Au moment de l’armistice du 11 novembre 1918, près de deux millions de soldats américains sont présents sur le sol français. Entre le 11 novembre et la signature du traité de Versailles, le 28 juin 1919, dans l’éventualité où la guerre reprendrait, ces soldats restent en France. Pour les occuper et aussi dans un esprit de coopération et de rapprochement entre la France et les États-Unis, il est décidé de permettre à une partie d’entre eux de poursuivre leur éducation dans les universités françaises1. Du fait de la mobilisation générale, celles-ci sont alors vides d’étudiants. C’est ainsi que l’université américaine de l’AEF (corps expéditionnaire américain) fonctionne, de mars à juin 1919. Son centre est à Beaune, en Bourgogne, mais toutes les universités françaises reçoivent des contingents d’étudiants soldats américains. Même la plus petite, Besançon, en reçoit 147 sur un total d’environ 7 500 dans toute la France (et 2 000 dans les universités du Royaume-Uni) (figure 1). Comme il n’existe pas encore de résidences universitaires en France, ils sont logés dans des casernes, dans des pensions de famille ou chez l’habitant.
Trois premiers numéros de The Besançonian, numéro 1 (avril 1919), numéro 2 (mai 1919) et numéro 3 (juin 1919). Bibliothèque municipale de Besançon, Br.A.1(2)-N°1.

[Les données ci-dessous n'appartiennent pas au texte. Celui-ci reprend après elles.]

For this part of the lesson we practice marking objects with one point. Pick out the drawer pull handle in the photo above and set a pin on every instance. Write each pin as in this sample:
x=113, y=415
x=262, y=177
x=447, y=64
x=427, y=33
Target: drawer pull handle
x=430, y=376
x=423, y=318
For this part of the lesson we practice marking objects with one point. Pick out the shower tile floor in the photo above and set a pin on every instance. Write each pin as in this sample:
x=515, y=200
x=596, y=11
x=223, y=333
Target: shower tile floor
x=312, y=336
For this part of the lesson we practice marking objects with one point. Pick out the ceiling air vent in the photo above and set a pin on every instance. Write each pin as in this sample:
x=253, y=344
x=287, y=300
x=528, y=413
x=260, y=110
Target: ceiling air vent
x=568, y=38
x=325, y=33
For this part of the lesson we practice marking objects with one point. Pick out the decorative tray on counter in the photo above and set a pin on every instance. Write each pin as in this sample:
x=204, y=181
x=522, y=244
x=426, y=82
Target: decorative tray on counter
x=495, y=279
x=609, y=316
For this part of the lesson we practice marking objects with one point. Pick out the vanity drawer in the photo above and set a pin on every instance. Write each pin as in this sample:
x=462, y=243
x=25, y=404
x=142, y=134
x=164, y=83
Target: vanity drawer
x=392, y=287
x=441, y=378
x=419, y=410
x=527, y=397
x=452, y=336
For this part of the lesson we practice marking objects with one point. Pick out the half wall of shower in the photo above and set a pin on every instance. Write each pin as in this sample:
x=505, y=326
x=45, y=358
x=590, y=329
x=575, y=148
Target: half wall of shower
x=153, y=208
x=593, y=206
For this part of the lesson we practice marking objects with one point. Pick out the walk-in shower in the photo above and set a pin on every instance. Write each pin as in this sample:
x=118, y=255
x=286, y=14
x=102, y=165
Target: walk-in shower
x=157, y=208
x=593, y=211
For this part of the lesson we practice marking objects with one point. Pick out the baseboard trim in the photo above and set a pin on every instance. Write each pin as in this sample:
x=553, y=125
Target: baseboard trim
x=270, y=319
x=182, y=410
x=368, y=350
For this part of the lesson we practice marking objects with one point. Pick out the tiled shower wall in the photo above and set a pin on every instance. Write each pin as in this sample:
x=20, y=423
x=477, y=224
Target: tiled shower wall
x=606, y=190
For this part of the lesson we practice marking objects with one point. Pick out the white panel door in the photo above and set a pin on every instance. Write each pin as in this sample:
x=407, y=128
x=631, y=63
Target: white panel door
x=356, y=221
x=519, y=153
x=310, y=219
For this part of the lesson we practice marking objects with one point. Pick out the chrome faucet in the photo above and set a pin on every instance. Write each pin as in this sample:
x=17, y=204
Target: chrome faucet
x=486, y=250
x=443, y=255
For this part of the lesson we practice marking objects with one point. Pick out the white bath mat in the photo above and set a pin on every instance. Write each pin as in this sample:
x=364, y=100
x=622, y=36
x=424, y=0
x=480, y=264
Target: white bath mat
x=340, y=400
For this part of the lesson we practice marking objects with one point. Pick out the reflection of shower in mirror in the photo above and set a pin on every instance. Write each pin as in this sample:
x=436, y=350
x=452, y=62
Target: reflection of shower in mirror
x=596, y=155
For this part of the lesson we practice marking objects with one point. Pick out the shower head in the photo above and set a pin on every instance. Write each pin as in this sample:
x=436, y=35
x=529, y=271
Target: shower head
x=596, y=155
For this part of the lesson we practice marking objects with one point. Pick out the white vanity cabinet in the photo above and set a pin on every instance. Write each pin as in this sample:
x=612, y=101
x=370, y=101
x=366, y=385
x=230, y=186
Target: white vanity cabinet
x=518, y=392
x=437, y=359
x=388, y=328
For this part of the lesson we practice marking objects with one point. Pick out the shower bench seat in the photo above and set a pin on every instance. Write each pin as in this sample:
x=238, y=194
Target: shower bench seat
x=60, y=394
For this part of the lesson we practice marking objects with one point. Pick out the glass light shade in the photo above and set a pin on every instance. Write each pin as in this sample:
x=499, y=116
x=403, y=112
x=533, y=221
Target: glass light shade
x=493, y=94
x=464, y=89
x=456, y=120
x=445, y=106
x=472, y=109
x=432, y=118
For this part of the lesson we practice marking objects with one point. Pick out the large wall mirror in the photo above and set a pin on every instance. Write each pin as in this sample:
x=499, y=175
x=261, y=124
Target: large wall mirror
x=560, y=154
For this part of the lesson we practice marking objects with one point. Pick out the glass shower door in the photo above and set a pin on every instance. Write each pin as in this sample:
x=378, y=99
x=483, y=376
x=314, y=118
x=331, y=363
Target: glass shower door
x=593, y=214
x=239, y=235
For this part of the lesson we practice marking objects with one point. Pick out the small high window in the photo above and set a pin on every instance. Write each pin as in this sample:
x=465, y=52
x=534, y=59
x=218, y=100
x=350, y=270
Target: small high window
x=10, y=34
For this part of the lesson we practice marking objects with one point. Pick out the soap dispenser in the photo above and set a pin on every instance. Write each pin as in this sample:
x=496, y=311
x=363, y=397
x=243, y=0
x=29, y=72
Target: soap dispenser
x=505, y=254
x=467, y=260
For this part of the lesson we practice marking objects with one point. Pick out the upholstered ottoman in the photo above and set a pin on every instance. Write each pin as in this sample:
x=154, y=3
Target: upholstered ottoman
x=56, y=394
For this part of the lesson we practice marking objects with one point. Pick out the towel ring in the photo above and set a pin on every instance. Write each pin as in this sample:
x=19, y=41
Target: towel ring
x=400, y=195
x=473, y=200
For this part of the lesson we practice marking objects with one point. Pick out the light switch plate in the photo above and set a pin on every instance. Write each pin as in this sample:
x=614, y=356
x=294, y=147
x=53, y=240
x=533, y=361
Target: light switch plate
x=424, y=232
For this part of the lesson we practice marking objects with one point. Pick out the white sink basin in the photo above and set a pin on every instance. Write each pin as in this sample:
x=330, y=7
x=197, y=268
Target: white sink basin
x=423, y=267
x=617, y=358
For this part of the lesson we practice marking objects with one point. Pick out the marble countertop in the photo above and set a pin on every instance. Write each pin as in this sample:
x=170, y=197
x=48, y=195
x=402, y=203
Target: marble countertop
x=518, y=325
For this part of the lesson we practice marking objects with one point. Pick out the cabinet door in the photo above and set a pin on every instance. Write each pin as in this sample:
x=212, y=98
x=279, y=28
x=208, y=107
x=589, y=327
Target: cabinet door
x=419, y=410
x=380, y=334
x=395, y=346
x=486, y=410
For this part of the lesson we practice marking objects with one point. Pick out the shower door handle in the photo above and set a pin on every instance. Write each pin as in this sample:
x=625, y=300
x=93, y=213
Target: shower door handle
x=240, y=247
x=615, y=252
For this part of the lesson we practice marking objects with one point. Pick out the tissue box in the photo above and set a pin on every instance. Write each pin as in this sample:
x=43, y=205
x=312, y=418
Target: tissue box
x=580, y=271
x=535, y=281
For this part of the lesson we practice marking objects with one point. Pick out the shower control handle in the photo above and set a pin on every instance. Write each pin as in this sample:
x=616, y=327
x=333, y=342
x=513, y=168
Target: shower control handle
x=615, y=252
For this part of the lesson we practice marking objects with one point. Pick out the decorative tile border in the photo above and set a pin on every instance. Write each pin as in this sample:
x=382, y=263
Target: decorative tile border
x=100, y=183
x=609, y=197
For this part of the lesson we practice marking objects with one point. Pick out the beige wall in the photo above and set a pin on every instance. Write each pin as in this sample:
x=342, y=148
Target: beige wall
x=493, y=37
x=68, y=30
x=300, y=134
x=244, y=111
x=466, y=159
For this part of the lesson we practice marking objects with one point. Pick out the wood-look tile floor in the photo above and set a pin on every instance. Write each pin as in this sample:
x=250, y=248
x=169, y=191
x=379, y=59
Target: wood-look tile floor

Ces étudiants restent soumis à la discipline militaire et vont en cours en uniforme. Cependant, l’AEF tient à préserver l’esprit libéral des universités américaines2. Dans chacune des villes qui les accueillent, ils produisent un journal qui, à Besançon, s’appelle The Besançonian (figure 2)3. Une grande liberté de ton s’affirme dans ses trois numéros parus en avril, mai et juin 1919. On y trouve des caricatures de professeurs, tel le doyen Albert Kontz (1852- ?) (figures 3 et 4). qui leur enseigne le français, des publicités en anglais ou bilingues pour les boutiques bisontines. Dans le premier numéro, un article relate l’anecdote d’un étudiant qui se promène avec une famille française par une pluie battante. L’étudiant sort alors son parapluie pour abriter la jeune fille car c’est ce qui se fait quand on est un gentleman. Un membre de la police militaire, qui passe par là, lui ordonne de ranger son parapluie car c’est interdit quand on est en uniforme. L’article critique les ordres qui entrent en conflit avec les règles de la galanterie. Les étudiants américains quittent Besançon le 30 juin 1919.
Caricature du doyen Albert Kontz (1852- ?), dans le journal The Besançonian, page 9, numéro 2 de mai 1919. Bibliothèque municipale de Besançon, Br.A.1(2).
Photographie de M. Kontz, professeur de langue vivante et doyen de la faculté des lettres, illustrant un article, intitulé Like Father, Like Son, p. 21 de The Besançonian. Bibliothèque municipale de Besançon, Br.A.1(2).
L’AEF dispose aussi de ses propres cameramen. Un film, numérisé par les archives américaines, est accessible sur YouTube. Toutes les universités françaises, dont celle de Besançon sont présentes4.